Ben Parker reviews Fredric Jameson's The Antinomies of Realism, in the LA Review of Books:
THE ODD THING about literary “realism” is that it is not a descriptive term at all, but a period: roughly 1830–1895, from Stendhal’s The Red and the Blackto Hardy’s Jude the Obscure. Many classics of 19th-century realism would be conspicuously ruled out if plausibility were any criterion. Balzac’s first successful novel, La Peau de chagrin, is about a gambler who purchases a magical, wish-fulfilling animal skin that shrinks with every wish granted; Stendhal’s Charterhouse of Parma is essentially a swashbuckling romp through Napoleonic Europe; Anna Karenina includes the interior monologue of a dog, long before Kafka; Flaubert’s works include a lurid, violent novel about the fall of ancient Carthage, and a play in which Saint Anthony confronts the Buddha, Isis, the Devil, and the Seven Deadly Sins in the desert. “Magical realism” is something of a pleonasm; 19th-century realism is already reliably outrageous, phantasmagoric, and credibility-straining.

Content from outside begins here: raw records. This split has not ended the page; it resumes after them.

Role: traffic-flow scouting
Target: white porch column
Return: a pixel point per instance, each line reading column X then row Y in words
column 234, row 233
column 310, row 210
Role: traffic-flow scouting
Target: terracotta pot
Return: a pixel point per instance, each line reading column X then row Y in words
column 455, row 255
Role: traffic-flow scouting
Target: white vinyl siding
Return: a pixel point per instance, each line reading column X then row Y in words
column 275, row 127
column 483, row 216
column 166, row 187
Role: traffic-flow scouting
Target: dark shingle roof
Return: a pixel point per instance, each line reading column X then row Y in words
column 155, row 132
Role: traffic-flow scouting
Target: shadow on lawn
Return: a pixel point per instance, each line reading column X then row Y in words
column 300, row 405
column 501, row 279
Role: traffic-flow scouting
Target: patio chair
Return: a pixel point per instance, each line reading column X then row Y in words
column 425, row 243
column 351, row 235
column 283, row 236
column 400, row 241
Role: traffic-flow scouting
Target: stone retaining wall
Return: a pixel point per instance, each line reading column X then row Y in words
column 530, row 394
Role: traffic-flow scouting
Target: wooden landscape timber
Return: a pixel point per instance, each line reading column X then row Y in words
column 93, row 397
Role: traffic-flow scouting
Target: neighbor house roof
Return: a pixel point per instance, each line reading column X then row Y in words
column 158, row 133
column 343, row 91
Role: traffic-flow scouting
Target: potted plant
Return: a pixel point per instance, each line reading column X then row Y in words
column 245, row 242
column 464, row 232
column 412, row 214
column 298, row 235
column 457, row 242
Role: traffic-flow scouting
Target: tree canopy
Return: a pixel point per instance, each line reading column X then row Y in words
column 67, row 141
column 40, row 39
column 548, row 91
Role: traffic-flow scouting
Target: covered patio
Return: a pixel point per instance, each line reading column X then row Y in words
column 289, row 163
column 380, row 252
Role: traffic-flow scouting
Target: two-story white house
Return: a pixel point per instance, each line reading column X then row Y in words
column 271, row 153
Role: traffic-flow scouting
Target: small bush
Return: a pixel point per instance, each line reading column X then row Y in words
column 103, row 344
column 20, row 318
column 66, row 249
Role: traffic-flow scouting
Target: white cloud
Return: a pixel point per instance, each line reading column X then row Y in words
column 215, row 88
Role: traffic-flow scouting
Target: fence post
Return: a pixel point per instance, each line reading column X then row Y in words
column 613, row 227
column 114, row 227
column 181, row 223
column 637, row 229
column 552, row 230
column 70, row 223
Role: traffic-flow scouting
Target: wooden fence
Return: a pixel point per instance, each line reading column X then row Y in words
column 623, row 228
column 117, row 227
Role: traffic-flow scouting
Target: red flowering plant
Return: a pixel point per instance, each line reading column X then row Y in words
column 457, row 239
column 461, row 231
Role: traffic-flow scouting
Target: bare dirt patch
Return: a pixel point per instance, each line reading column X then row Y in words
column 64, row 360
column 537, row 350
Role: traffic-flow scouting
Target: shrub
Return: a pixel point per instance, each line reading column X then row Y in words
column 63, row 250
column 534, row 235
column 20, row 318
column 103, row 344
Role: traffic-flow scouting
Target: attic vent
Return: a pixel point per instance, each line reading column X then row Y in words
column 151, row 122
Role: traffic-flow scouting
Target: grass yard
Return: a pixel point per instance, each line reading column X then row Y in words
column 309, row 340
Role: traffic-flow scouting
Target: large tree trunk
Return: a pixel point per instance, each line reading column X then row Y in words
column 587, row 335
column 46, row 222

The past tends to be evacuated of its specifics, and so realism becomes, in the folk vocabulary of everyday criticism, simply “the way that we used to do things.” The implication here is “… before we learned better,” where modernism, and most often Virginia Woolf, plays the role of pedagogue. By a curious twist, “realism” then becomes descriptive once again, as the term now encompasses a warehouse of discarded, seemingly ingenuous (but covertly ideological) techniques for the misguided project of grasping “reality.”

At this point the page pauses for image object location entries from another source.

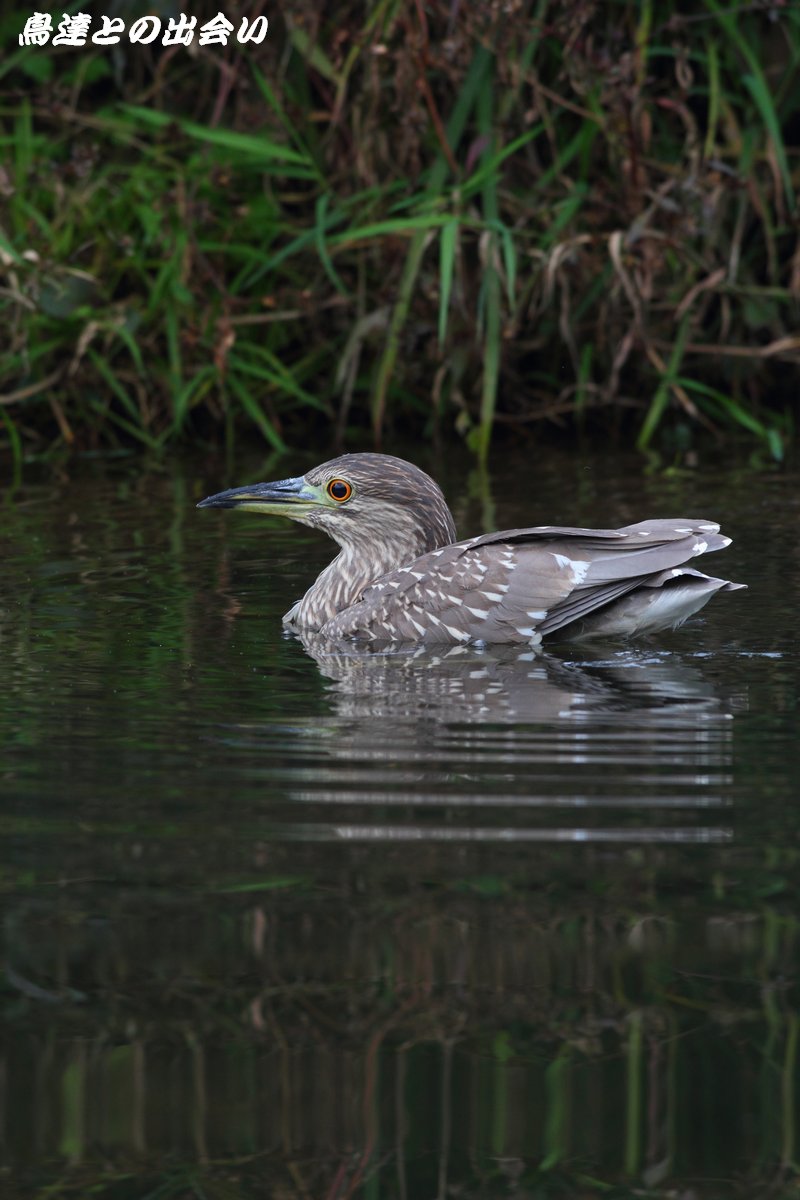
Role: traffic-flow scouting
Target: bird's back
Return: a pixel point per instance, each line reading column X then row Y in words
column 523, row 585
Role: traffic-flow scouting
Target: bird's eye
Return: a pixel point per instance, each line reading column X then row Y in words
column 340, row 490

In her 2008 essay “Two Paths for the Novel,” Zadie Smith — in the same vein of condescension toward a hazy, credulous past — identified realism, specifically “the nineteenth-century lyrical Realism of Balzac and Flaubert,” as “a literary form in long-term crisis,” an archaic obstruction on the highway of literary culture. This realism was supposedly built on “the transcendent importance of form, the incantatory power of language to reveal truth, the essential fullness and continuity of the self.” Realism was a “bedtime story,” propagating the ideology that “the self is a bottomless pool,” and dating to a prelapsarian epoch when “novels weren’t neurotic.” All of this would come as a surprise, I think, to readers of Balzac and Flaubert: surely the latter is the most neurotic of novelists.
In fact, realism was never this way. Nineteenth-century realism was not a “bedtime story.” On the contrary, the prevailing idea that before modernism we all innocently believed in an essential plenitude of the self is itself a comforting fable by which to tuck in undergraduates. Even in as Masterpiece Theatre–ready a work as Thomas Hardy’s Tess of the D’Urbervilles, the heroine is crucially “absent” (narcoleptic, automaton-like) from her own attention at catastrophic, life-determining moments of rape and violence.